J'ai beaucoup aimé ce livre pour tout ce qui concernait
Varlam Chalamov, l'écrivain et poète russe rescapé in extremis de la
Kolyma et pour tout ce que l'auteur fait découvrir à ses lecteurs à propos du goulag, de la toute puissance mortelle de Staline, avec des récits d'atrocités que le devoir de mémoire doit obliger à connaître, surtout dans le contexte de cette guerre dévastatrice de la Russie contre l'Ukraine.

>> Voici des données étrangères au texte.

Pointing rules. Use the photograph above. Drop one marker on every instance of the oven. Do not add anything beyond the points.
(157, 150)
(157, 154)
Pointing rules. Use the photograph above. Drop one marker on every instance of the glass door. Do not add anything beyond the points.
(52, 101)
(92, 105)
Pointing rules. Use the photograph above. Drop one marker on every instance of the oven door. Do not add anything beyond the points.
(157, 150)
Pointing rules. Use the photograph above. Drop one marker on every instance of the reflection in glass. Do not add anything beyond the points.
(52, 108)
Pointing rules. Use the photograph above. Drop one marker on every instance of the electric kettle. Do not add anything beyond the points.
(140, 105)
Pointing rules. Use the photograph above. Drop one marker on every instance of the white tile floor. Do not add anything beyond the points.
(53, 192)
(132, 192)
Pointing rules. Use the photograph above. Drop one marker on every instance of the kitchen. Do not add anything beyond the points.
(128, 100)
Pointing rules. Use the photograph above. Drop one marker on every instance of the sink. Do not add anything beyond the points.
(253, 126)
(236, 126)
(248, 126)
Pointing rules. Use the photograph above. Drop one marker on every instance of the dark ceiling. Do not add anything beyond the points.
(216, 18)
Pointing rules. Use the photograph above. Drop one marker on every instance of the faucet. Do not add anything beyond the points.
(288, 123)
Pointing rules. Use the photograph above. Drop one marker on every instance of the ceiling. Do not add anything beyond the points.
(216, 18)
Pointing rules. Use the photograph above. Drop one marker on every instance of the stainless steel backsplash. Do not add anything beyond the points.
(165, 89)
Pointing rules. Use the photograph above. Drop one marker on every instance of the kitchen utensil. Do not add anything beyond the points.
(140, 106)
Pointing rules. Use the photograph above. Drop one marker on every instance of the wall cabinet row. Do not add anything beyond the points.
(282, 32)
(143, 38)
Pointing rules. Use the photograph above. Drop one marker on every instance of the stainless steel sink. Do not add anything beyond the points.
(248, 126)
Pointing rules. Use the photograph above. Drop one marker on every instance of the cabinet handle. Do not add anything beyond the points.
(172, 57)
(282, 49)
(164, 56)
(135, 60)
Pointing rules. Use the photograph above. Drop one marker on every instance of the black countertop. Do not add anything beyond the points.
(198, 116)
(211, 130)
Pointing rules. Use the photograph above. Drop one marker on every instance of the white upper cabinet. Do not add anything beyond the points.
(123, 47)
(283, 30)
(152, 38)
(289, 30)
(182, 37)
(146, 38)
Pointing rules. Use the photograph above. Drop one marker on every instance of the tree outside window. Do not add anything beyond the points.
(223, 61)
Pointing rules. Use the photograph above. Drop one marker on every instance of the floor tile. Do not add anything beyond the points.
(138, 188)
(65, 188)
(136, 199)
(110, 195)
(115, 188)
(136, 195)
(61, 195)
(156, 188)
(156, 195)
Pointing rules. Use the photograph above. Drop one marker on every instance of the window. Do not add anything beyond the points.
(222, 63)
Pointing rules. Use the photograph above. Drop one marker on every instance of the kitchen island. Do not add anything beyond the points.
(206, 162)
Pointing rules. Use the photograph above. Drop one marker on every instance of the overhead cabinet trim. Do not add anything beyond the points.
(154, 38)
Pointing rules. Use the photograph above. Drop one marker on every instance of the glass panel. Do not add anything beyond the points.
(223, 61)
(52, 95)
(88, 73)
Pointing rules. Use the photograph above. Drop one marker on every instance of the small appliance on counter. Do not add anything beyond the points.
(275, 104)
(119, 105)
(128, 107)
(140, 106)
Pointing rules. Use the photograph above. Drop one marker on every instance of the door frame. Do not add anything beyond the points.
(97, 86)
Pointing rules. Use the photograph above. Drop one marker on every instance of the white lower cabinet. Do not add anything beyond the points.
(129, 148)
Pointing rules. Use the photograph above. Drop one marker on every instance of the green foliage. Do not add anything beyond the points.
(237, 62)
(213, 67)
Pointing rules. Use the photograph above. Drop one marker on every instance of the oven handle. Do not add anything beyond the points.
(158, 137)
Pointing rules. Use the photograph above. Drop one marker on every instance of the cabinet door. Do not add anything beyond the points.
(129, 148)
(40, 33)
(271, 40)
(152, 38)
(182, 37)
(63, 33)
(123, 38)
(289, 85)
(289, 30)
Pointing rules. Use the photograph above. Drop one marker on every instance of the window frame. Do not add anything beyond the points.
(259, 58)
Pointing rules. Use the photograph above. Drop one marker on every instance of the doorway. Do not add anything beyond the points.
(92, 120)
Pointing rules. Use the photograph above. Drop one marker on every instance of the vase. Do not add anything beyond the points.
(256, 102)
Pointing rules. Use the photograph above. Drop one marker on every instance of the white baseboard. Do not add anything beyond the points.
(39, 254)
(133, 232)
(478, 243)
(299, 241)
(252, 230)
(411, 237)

Ce voyage documentaire à travers la Sibérie accompli par
Michaël Prazan est riche d'enseignements, écrit dans un style qui n'oublie pas les descriptions de la nature glaciale, des villes aux barres d'immeubles délabrés voire insalubres, de cette route des ossements construite sous les corps de ses ouvriers bâtisseurs, de ces camps où le cannibalisme était devenu une condition de survie, où tous, enfants, adolescents, adultes, vieillards pouvaient être écrasés par les bottes staliniennes.

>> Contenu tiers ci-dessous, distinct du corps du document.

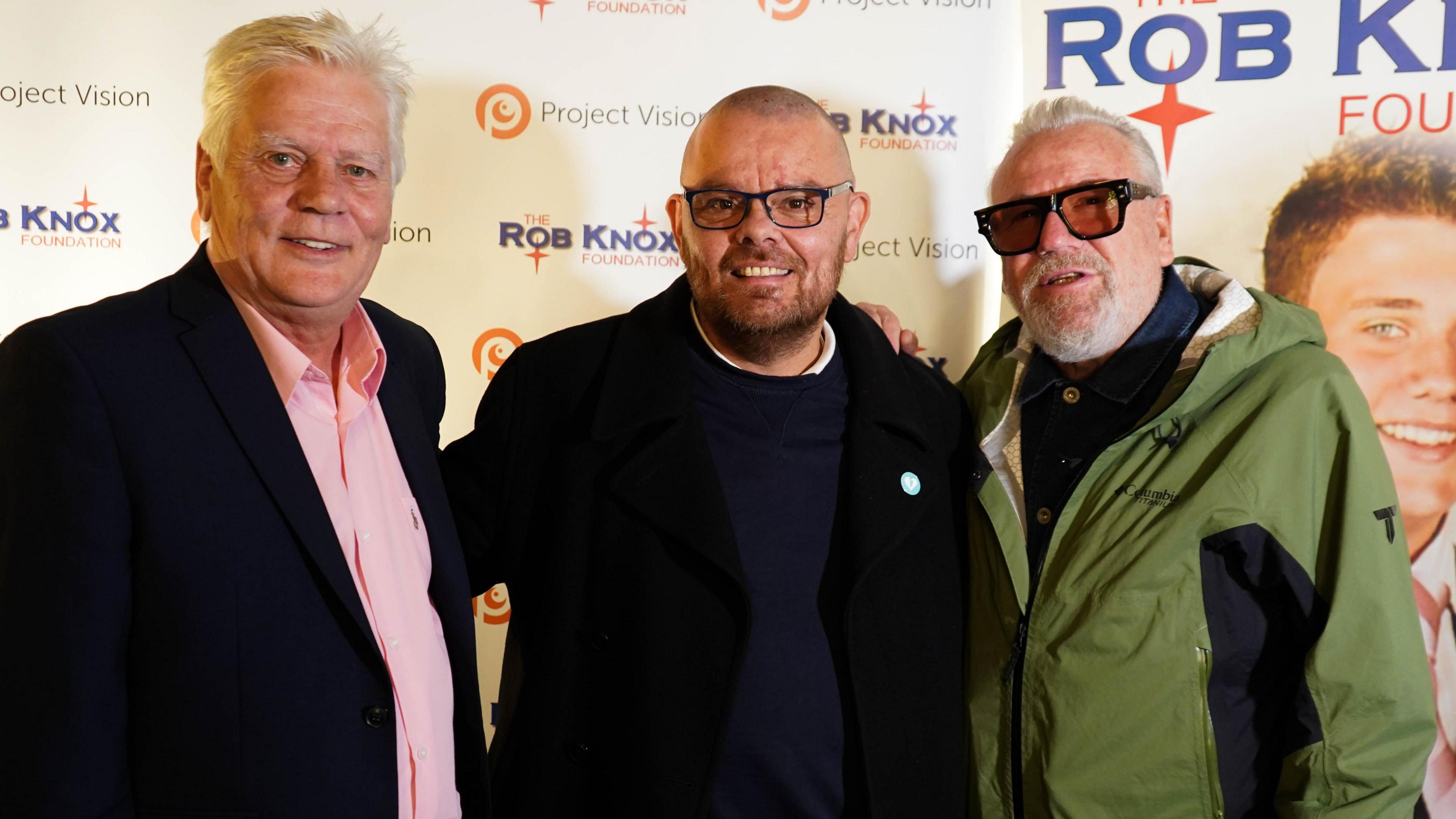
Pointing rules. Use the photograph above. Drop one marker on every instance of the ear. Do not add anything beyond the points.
(855, 226)
(204, 184)
(676, 209)
(1165, 229)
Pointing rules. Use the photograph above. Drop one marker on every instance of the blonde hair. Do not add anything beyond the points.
(249, 52)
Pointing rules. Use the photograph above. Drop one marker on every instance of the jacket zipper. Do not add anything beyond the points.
(1210, 751)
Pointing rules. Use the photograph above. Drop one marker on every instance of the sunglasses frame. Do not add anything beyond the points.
(1126, 191)
(825, 193)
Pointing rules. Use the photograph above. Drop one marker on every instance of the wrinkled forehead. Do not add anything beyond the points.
(1065, 158)
(756, 154)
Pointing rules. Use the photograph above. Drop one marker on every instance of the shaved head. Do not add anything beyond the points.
(762, 289)
(775, 104)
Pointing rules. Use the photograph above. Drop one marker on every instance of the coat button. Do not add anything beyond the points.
(579, 751)
(376, 716)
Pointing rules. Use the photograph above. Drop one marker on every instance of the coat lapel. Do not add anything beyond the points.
(669, 474)
(886, 448)
(229, 363)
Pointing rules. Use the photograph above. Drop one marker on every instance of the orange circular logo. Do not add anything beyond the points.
(504, 111)
(785, 9)
(494, 608)
(501, 344)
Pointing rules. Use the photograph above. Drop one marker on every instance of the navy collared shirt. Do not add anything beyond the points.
(1068, 423)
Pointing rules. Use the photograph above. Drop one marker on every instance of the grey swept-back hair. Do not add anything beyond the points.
(244, 55)
(1066, 111)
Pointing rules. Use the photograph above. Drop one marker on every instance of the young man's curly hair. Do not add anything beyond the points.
(1407, 176)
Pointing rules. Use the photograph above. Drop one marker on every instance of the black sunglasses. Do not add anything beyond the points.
(720, 209)
(1090, 212)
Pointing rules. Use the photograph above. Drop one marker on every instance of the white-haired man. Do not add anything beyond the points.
(228, 569)
(1192, 595)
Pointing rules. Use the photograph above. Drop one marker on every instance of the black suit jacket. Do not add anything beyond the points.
(589, 489)
(182, 633)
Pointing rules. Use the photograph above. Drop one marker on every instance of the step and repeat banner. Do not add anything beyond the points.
(1310, 151)
(542, 143)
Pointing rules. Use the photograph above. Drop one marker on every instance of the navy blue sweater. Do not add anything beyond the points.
(777, 444)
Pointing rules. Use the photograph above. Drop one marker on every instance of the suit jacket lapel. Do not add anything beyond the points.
(669, 475)
(889, 477)
(228, 359)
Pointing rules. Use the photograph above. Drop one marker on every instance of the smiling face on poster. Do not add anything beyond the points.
(1368, 240)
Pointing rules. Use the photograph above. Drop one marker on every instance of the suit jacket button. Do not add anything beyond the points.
(579, 751)
(376, 716)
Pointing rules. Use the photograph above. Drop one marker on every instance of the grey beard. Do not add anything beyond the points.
(1056, 328)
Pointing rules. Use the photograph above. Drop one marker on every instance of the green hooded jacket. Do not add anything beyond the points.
(1224, 621)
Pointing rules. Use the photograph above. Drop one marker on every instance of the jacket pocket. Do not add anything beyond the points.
(1210, 751)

Michaël Prazan n'omet pas de rappeler les 28 millions de vies détruites par le petit père des peuples, nombre effrayant auquel il faudrait ajouter d'autres millions de russes sacrifiés dans la deuxième guerre mondiale.
Le document de
Michaël Prazan s'avère donc passionnant jusqu'à un certain point, non par le sauvetage d'un chat sauvage auquel il va donner le nom de
Varlam, passe encore, mais par les 50 dernières pages, soit quasiment un cinquième du livre, consacrées au chat, emmené en France, soigné par différents vétérinaires, le livre tournant au reportage animalier qui, à mon sens, n'avait pas sa place dans ce document historique que j'aurais souhaité voir rester sur le terrain des rencontres et de la mémoire, porteuse d'une vérité tellement dure qu'elle ne devait pas être mêlée à autre chose.
Les trois dernières pages sauvent un peu ces errements félins avec une trop courte analyse de l'invasion de l'Ukraine et quelques réflexions sur la scission idéologique de son peuple pris dramatiquement en tenaille par deux totalitarismes qui ont causé tant de martyrs en Europe et dans le monde.